Pinch me. Wenham Lake is Almost Cleaned Up

Update Monday, September 5, 2005 at 8:22 PM. Dalam topik Environment
Of course, I realize I'm spoiling the end of the story before I've even told it, but when there's good news to share, it's tough to keep in–especially since there's so few environmental happy endings these days. Here's a brief story from the Salem News' Marc Fortier about the culmination of the Wenham Lake Cleanup. Extreme kudos to the thoughtful citizens of Wenham Lake Watershed Association for their diligence and action. Because of your perseverence, not only the 80,000 citizens of Salem and Beverly will be drinking from their tap with greater confidence, but the health of the community for generations to come will be better for it.

BEVERLY — The cleanup of the Vitale site and the stream known as Airport Brook is almost complete, and the removal of fly ash from Wenham Lake is expected to begin next month.
"We have moved to the east of Route 97," said Mike Lotti, the project manager for New England Power. "Right now, we are marching down toward the lake."

Here's a bit of the backstory, to which I hope to return on these pages.

The 18-acre Vitale site was once used as a dumping ground for fly ash, an arsenic-laced powder produced in the 1950s and 1960s as a byproduct of the Salem power plant. Over the last five decades, the ash washed into Wenham Lake, which supplies drinking water to Salem and Beverly. Environmentalists fought for years to get New England Power, which once ran the power plant, to clean up the lake.

New England Power will collect the fly ash from the lake and the surrounding area and haul it back to the Vitale site, where it will be capped. Long-term plans call for the construction of playing fields atop the site.

Barring any real bad weather, Lotti said the goal is to finish construction by mid-December. Even then, the company would have to return in the spring to do some wetlands restoration work.

"It's going very well," Lotti said. "If I had to guess a year ago if it would go this well I would have said no, it wouldn't."

Most of the complaints about the project, he said, have centered around a culvert that was installed under Route 97. The road in that area is rather bumpy, he said, but it will be repaired when the project is finished.

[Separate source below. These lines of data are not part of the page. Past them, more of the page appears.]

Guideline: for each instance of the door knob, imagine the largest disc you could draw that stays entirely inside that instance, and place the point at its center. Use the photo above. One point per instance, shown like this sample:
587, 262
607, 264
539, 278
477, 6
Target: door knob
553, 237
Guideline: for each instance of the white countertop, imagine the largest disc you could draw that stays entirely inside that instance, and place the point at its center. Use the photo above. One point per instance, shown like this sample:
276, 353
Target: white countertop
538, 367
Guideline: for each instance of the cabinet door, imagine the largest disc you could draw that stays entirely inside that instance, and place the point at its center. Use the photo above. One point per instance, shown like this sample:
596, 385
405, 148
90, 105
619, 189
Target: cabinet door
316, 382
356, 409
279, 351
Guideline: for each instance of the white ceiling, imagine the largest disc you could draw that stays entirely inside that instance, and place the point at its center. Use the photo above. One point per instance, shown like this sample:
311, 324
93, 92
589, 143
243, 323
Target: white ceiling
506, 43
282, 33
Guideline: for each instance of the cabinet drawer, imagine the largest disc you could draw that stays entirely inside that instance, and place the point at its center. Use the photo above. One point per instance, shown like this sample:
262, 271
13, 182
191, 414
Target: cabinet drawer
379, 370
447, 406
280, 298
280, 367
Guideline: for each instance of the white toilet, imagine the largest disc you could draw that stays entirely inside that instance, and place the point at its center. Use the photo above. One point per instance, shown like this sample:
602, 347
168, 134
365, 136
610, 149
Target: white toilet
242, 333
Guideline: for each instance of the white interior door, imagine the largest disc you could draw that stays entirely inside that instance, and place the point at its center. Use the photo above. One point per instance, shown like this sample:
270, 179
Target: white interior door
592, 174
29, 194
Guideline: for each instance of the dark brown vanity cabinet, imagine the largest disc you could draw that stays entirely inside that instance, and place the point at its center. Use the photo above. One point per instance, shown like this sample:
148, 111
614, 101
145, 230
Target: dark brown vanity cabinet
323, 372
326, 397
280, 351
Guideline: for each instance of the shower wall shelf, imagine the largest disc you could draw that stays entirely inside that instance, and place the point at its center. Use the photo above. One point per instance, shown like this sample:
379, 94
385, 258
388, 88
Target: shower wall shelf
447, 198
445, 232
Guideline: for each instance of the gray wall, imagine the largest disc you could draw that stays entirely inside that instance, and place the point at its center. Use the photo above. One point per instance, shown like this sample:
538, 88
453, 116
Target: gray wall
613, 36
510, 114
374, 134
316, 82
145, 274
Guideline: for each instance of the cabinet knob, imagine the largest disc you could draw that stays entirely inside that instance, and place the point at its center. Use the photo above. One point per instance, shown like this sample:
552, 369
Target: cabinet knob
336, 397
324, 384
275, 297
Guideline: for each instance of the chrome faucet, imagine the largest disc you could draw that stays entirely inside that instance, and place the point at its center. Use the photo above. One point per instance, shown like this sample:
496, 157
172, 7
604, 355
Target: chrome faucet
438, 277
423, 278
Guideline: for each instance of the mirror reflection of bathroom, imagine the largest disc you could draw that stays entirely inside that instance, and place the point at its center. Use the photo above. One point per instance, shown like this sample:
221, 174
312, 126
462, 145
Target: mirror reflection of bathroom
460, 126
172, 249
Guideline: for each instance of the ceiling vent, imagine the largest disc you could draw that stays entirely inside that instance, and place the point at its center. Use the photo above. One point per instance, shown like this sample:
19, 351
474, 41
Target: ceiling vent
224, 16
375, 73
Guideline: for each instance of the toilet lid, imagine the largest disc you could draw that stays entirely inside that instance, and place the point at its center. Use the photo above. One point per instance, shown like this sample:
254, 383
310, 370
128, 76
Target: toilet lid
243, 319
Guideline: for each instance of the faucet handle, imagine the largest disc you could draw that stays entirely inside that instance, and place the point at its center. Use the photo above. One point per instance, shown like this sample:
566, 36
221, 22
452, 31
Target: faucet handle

New England Power held an open house on Sept. 17 to give the community a chance to see what has been accomplished so far. Lotti said around 20 to 30 people attended.

"It looks really good right now," he said. "People were very impressed, I think, with what they saw. People didn't realize how big this project was going to be when it started."

Lotti said the company plans to hold one last open house in late November or early December, before the project is finished.